Comme le souligne le communiqué de presse, il ne s’agit en aucune manière d’une restauration fondamentale. Le polyptyque est en effet en bon état. Certes, « les vernis fortement jaunis et altérés, comportant de multiples irrégularités et coulures, déforment considérablement la vision rapprochée, ainsi que celle plus lointaine, et éliminent une grande part de la luminosité d’une palette franche, composée souvent de tons primaires, très utilisée par Grünewald pour représenter en quelques coups de pinceau francs et spontanés de savoureux détails, situés pour la plupart au second plan. Ces couches souvent dégradées diminuent aussi la profondeur et la perspective : les ciels à l’origine d’un bleu clair limpide sont devenus jaunes et ne servent ainsi plus de "plan de fuite" ».

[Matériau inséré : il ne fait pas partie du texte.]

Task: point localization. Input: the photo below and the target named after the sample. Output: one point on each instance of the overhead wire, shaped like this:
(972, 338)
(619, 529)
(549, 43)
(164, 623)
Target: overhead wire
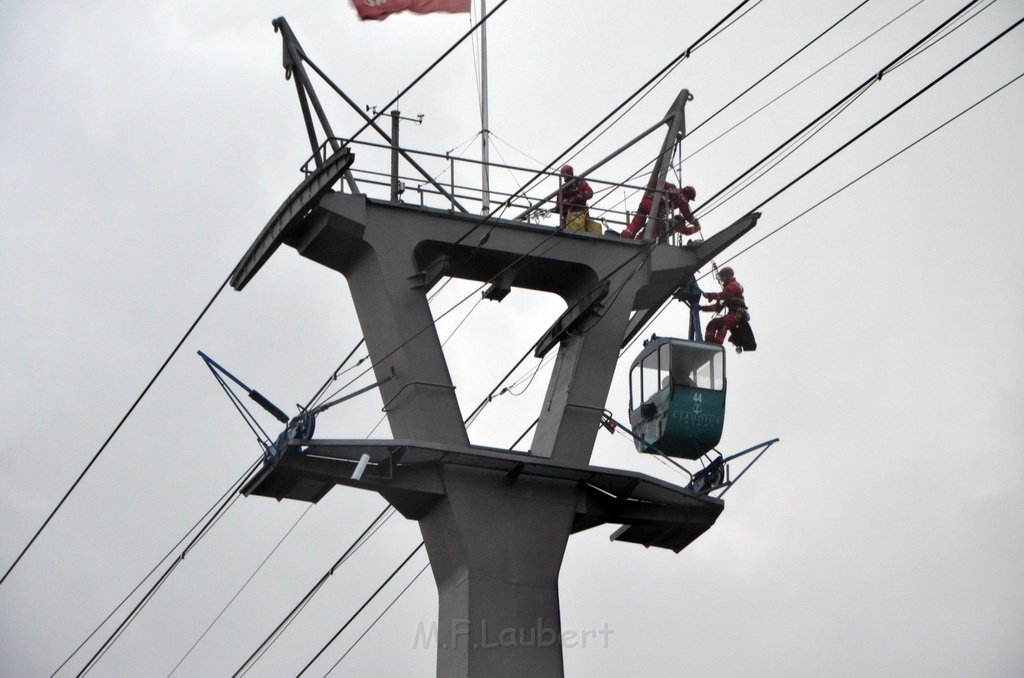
(117, 428)
(841, 188)
(798, 84)
(361, 607)
(710, 206)
(211, 521)
(977, 51)
(238, 482)
(378, 618)
(374, 525)
(235, 597)
(117, 633)
(867, 83)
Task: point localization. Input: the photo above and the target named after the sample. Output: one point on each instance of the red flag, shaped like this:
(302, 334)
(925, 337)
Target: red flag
(377, 9)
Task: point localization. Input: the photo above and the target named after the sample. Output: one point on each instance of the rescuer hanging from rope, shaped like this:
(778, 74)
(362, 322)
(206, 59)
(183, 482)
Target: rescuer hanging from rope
(736, 322)
(571, 202)
(672, 197)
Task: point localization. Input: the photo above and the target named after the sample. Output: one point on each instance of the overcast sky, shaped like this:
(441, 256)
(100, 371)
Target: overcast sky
(144, 145)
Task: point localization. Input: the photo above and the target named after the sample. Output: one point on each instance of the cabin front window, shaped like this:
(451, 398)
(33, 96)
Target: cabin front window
(698, 366)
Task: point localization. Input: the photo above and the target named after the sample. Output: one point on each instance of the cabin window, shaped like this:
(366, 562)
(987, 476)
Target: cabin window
(698, 366)
(651, 378)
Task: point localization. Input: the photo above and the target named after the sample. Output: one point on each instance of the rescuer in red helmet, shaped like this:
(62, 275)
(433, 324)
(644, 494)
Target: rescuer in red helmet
(571, 203)
(672, 197)
(730, 298)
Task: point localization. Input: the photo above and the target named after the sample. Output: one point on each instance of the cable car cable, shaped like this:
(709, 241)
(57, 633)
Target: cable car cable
(211, 521)
(769, 199)
(653, 81)
(645, 252)
(878, 166)
(749, 89)
(708, 207)
(230, 490)
(566, 152)
(374, 525)
(361, 607)
(801, 82)
(892, 112)
(837, 193)
(507, 203)
(378, 619)
(867, 83)
(244, 586)
(117, 428)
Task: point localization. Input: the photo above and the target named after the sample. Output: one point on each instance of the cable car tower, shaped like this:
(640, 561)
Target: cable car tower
(495, 522)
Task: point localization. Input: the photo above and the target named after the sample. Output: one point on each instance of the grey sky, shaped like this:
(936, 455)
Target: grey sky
(143, 147)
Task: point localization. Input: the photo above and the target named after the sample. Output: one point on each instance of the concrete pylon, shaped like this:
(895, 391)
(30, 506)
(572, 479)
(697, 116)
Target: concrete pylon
(495, 522)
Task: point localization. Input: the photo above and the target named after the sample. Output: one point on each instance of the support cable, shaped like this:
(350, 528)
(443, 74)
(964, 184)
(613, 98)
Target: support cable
(672, 64)
(837, 193)
(801, 82)
(890, 114)
(117, 428)
(238, 483)
(361, 607)
(378, 619)
(708, 206)
(224, 506)
(374, 525)
(244, 586)
(867, 83)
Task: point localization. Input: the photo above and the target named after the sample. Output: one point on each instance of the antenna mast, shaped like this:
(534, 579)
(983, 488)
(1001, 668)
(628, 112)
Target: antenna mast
(484, 130)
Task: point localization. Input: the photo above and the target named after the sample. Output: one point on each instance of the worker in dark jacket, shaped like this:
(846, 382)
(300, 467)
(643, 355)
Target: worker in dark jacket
(571, 202)
(672, 198)
(730, 298)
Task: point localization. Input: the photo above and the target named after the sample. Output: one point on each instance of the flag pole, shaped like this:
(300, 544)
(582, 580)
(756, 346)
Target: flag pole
(484, 130)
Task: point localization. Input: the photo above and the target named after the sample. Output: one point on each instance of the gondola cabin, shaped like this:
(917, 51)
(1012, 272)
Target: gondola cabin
(677, 396)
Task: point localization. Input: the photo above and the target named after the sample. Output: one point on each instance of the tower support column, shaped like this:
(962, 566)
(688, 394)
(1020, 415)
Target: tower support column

Réalisée par des restaurateurs ayant l’habitude de travailler pour les musées et suivie par un comité scientifique, cette restauration sera certainement faite selon les règles de l’art. On ne peut cependant s’empêcher de s’interroger sur son coût total, soit 340 860 € TTC [1], sans doute justifié par la taille et le nombre des panneaux mais tout de même fort élevé alors que leur apparence n’est objectivement pas mauvaise. Il faut reconnaître un certain courage dans la prise d’une telle décision. Seul le résultat permettra de savoir si une telle dépense était justifiée. On peut seulement espérer qu’il soit aussi satisfaisant que le précédent récent des Pélerins d’Emmaüs de Rembrandt (voir la brève du 15/4/11).